We have an Australian company that successive governments have deliberately structured to be the way it is today and has invited Austalians to invest in Telstra as it was privatised. Now the government wants to destroy the value of the company for shareholders without offering any compensation. If I was a director of Telstra I would be briefing my lawyers as we speak. I don’t hold Telstra shares and don’t use Telstra’s services
Telstra under Sol Trujillo will be a case study in how to antagonise the regulator and destroy any reservoir of good will that might have existed. Corporate Affairs practitioners will study it for decades to learn what not to do.
Management at Telstra has stubbornly resisted anything that may have undermined its monopoly, while doing everything possible to entrench that monopoly and defy the regulators.
They have reaped what they have sown.
@mtats: I only saw Senator Conroy’s comment about ripping out the copper network as I reviewed the Lateline transcript shortly before filing this story. It’s something I’ll be following up.
@Phillip Musumeci: James Packer is also well cashed up to counter any moves by Kerry Stokes.

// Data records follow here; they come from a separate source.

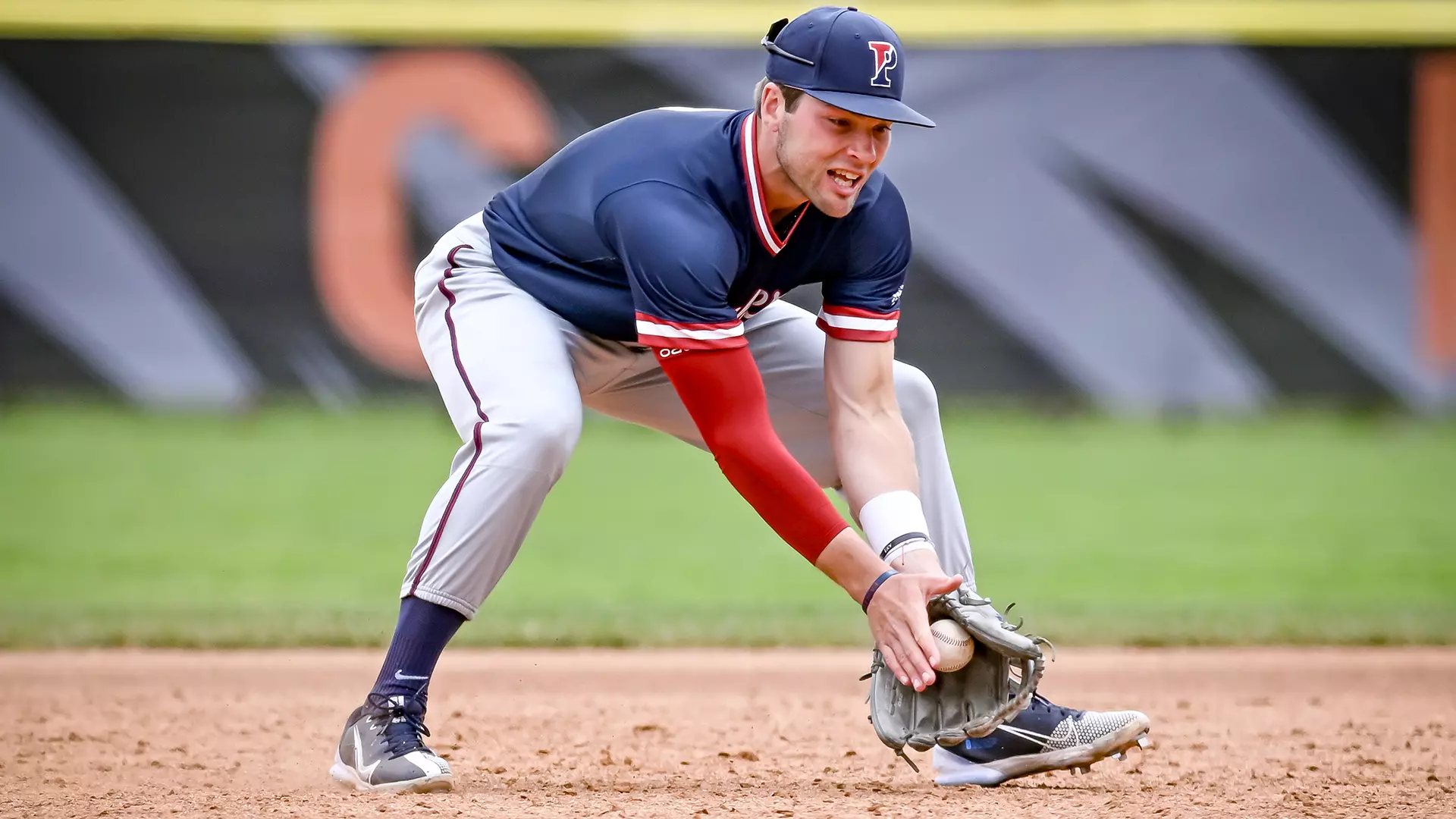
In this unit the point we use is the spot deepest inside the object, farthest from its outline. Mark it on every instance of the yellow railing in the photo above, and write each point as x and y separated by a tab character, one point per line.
734	22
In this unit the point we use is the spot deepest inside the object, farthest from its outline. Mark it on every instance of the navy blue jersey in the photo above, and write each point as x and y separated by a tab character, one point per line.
654	229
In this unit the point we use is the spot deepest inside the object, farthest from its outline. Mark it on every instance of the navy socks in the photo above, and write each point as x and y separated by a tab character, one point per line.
421	634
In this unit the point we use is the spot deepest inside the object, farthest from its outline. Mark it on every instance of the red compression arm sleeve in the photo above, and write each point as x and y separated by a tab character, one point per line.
724	394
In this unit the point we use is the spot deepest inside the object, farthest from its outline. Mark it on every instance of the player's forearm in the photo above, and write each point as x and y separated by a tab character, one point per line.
724	394
875	458
851	563
873	450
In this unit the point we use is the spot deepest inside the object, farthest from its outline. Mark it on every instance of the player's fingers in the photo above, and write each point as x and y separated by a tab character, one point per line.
912	664
893	661
916	662
943	586
927	639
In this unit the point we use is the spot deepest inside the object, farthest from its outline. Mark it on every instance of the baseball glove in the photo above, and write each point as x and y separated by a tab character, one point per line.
971	701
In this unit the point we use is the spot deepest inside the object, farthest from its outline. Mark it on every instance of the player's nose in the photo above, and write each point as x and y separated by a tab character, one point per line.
862	146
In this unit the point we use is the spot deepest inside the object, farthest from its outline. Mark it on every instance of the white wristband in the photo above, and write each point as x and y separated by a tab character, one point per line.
902	550
893	521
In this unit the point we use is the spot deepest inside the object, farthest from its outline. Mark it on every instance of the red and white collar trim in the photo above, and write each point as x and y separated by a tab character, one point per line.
758	206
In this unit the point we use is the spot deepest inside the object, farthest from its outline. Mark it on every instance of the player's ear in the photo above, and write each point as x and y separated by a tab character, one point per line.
772	101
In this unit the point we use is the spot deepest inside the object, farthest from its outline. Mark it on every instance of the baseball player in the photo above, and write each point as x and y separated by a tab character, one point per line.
638	271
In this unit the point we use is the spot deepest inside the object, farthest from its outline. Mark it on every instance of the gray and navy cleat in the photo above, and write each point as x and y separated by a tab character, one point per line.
382	749
1043	738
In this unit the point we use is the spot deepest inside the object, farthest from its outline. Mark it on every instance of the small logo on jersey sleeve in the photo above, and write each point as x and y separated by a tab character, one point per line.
886	58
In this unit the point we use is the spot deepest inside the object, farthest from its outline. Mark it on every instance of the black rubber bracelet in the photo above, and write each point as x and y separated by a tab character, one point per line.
874	588
905	538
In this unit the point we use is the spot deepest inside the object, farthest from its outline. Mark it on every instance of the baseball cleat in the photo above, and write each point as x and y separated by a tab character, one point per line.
1043	738
382	749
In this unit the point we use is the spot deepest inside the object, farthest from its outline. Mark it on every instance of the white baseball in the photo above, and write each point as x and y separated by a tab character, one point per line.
954	643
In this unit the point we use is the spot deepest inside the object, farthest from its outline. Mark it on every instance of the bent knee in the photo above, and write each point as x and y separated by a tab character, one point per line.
542	438
915	394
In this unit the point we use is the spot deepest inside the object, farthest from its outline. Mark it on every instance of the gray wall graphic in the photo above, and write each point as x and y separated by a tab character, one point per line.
1009	205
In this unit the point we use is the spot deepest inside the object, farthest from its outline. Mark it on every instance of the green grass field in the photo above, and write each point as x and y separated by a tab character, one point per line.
291	526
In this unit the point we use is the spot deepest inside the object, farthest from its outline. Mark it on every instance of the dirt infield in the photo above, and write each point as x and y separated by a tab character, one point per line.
705	733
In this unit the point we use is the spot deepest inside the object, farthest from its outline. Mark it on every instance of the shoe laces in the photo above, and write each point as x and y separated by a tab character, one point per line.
403	722
1043	704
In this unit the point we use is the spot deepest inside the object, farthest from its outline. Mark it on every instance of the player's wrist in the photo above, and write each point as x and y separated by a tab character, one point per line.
849	563
896	526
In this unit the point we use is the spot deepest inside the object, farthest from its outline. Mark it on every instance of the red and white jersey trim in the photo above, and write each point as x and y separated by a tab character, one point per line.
855	324
661	333
759	207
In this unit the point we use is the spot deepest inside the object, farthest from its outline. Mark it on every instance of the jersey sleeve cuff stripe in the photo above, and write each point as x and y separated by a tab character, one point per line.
667	343
861	312
856	334
644	318
854	318
647	328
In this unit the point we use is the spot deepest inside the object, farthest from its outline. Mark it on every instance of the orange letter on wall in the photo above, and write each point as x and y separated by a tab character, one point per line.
363	261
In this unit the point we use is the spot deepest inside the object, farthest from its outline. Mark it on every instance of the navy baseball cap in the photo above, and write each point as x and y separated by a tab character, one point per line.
843	57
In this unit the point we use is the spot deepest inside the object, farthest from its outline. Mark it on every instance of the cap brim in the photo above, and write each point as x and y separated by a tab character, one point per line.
877	107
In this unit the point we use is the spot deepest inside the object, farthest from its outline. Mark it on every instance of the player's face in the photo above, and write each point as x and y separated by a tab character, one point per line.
829	153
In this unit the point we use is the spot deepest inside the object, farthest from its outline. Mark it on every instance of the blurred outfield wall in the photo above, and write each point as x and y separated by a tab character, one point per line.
1139	206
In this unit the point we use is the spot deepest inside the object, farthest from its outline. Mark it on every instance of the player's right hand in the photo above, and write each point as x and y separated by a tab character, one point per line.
902	627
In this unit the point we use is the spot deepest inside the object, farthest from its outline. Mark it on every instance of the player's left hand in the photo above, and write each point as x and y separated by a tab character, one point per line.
902	626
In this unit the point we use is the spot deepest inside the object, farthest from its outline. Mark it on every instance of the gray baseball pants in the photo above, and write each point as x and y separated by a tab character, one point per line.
514	378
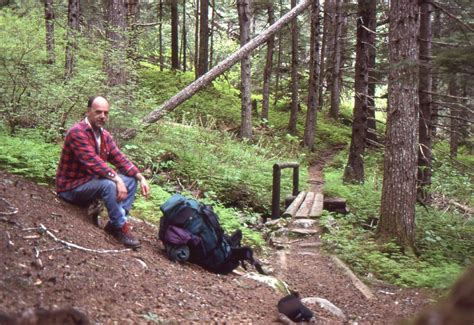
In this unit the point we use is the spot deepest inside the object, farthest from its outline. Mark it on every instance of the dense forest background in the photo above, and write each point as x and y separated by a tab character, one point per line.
207	95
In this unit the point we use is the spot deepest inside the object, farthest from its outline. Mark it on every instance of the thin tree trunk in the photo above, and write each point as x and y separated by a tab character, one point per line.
213	21
160	33
354	171
425	123
372	25
397	212
196	37
267	72
115	56
336	67
174	35
73	13
203	63
132	11
184	37
243	8
454	117
223	66
49	22
313	91
327	49
294	75
278	68
435	79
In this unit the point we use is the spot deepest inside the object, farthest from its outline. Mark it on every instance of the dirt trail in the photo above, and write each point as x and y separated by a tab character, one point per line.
145	287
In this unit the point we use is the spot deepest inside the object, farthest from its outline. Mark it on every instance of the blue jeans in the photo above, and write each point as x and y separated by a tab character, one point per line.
105	189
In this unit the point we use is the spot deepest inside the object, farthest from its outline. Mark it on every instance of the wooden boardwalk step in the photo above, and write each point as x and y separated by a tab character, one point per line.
305	205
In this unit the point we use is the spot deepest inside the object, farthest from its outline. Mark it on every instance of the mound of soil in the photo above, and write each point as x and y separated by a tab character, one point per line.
53	257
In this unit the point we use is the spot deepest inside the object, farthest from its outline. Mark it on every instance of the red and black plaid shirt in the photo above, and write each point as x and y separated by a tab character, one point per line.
80	162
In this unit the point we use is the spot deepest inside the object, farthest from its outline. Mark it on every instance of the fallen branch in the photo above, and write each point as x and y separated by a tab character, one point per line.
10	206
43	229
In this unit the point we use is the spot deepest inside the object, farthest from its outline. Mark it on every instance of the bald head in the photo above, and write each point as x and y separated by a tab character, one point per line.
97	112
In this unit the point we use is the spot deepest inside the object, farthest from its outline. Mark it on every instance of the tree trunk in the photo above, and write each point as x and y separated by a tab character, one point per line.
336	64
454	117
294	75
267	72
184	38
132	11
278	68
224	65
354	171
313	91
114	60
213	21
73	13
203	65
324	46
160	33
196	37
372	25
425	122
243	8
174	35
397	212
49	22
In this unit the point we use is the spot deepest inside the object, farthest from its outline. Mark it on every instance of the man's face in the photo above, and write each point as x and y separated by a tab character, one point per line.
98	113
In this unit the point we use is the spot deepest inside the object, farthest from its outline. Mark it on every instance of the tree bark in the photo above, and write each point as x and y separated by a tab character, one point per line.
73	13
160	33
397	212
425	122
372	25
313	91
279	55
49	22
454	118
196	37
324	50
243	8
131	17
224	65
184	38
267	72
294	75
174	35
203	63
114	60
336	64
354	171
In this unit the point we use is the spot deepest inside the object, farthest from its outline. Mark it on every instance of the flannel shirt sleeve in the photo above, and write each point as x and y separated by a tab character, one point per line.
85	152
119	160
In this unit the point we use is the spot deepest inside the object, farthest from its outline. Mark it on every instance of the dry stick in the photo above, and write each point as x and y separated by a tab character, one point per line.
71	245
224	65
10	206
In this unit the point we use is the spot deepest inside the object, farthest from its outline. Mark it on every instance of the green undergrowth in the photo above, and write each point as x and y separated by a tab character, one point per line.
236	173
27	156
30	157
444	238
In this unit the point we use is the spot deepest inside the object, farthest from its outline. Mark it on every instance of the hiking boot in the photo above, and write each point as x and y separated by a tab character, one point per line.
94	210
123	235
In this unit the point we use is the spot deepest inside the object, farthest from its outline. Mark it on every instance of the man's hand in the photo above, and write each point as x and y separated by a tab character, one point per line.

That said, Packer does seem more interested in casinos and other investments than the media. Telstra may or may not negotiate a deal good enough — that is, sufficiently acceptable to the government — for them to retain Foxtel. If Foxtel comes into play, well… game on!
@ westral: I’m with Bernard Keane on this one. That Telstra might one day be forced to split is hardly a secret. People buy shares in a company and play the investment game, for better or for worse. Yes, Telstra shares dropped yesterday but today they’ve recovered somewhat as people get their heads around this thing. What happens a year or three down the track when Telstra is finally restructured is anyone’s guess.